“I can be at a teaching school AND do research full speed – I don’t have to leave any interests behind.”
A plant louse, a long-lipped beetle, a white fly and a harvester ant all have one thing in common: They are four new insect species and all of them were discovered by Steve Taber, SVSU assistant professor of biology.
Taber admits to being preoccupied with insects, but he does not make apologies for his passion. Instead, he questions why anyone would spend any significant time doing anything but what they love to do. And so Steve studies insects. He catches them, reviews them, catalogues them, compares them, photographs them, and sometimes, makes discoveries. The process that leads to a new species discovery takes about a year, from beginning until a journalistic publication. And as Steve is quick to point out, nothing is known in science until it is published.

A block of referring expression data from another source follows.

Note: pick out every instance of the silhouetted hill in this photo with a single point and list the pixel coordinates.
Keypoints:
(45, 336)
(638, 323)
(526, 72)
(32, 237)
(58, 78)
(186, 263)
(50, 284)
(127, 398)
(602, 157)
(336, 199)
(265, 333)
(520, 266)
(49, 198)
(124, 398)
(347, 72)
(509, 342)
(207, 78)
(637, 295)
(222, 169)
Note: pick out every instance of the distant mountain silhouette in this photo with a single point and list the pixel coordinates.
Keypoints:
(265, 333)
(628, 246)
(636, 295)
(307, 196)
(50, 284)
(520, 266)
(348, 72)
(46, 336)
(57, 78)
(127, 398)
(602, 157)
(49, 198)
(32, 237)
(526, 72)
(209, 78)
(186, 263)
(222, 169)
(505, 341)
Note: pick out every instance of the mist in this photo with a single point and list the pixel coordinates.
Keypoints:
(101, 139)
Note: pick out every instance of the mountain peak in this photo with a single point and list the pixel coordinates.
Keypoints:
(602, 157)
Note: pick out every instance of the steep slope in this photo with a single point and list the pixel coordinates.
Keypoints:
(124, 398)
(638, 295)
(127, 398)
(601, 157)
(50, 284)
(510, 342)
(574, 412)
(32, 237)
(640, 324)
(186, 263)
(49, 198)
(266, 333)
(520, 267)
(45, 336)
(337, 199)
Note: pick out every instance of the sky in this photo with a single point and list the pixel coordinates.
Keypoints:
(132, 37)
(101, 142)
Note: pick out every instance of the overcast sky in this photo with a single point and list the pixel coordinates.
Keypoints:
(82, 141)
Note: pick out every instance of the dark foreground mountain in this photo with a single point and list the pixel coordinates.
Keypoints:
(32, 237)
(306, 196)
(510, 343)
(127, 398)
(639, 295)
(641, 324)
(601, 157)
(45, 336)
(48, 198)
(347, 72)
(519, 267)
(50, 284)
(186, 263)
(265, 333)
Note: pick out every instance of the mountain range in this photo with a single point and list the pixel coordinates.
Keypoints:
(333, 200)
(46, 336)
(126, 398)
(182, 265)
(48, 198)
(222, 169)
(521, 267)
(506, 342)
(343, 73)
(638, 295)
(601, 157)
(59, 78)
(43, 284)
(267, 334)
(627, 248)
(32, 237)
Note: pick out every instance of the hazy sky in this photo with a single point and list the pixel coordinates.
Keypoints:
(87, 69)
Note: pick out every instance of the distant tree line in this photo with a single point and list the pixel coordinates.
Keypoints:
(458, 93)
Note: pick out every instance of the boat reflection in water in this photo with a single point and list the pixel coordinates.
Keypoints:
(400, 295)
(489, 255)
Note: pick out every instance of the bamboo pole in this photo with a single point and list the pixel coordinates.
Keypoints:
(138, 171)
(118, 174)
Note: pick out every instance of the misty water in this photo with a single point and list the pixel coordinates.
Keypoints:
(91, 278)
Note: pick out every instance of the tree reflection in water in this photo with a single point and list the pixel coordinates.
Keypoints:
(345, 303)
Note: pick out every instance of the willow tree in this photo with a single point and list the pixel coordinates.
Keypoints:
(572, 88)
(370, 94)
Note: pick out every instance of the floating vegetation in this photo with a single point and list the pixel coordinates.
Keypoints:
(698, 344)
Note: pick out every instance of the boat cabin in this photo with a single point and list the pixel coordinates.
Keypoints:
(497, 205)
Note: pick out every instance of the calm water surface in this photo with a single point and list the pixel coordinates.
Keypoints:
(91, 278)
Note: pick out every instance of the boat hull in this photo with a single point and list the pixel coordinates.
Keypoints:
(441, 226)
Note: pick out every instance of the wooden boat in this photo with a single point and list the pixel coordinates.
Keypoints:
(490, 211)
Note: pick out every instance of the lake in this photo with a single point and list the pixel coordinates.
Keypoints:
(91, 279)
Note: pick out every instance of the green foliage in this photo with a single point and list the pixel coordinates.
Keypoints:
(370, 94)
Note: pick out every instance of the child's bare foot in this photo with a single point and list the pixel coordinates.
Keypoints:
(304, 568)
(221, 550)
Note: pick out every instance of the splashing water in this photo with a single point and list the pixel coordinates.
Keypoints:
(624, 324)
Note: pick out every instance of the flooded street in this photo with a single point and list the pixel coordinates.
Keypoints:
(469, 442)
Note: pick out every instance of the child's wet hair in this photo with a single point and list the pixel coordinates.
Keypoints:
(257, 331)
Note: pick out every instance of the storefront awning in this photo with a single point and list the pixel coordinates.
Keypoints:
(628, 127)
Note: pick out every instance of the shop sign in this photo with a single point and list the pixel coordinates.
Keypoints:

During the summer months, you can daily find Steve roaming the campus, catching net in tow, or driving each weekend to Ludington to engage in a habitat study of wetlands, marshes and swamps. His book, Fire Ants, brought him close to a momentary commercial fame when he was contacted about its use in the season’s finale of the popular crime show, “CSI.”
It is the active combination of research and teaching that has made Steve’s SVSU experience such a positive one. The fact that he does both on a campus that is as conscientious about its appearance (classrooms and labs) as it is its credentials turns out, for Steve, to be the proverbial “icing on the cake.” Usually relegated to dark basement offices, this biology professor loves what he is doing and where he is doing it.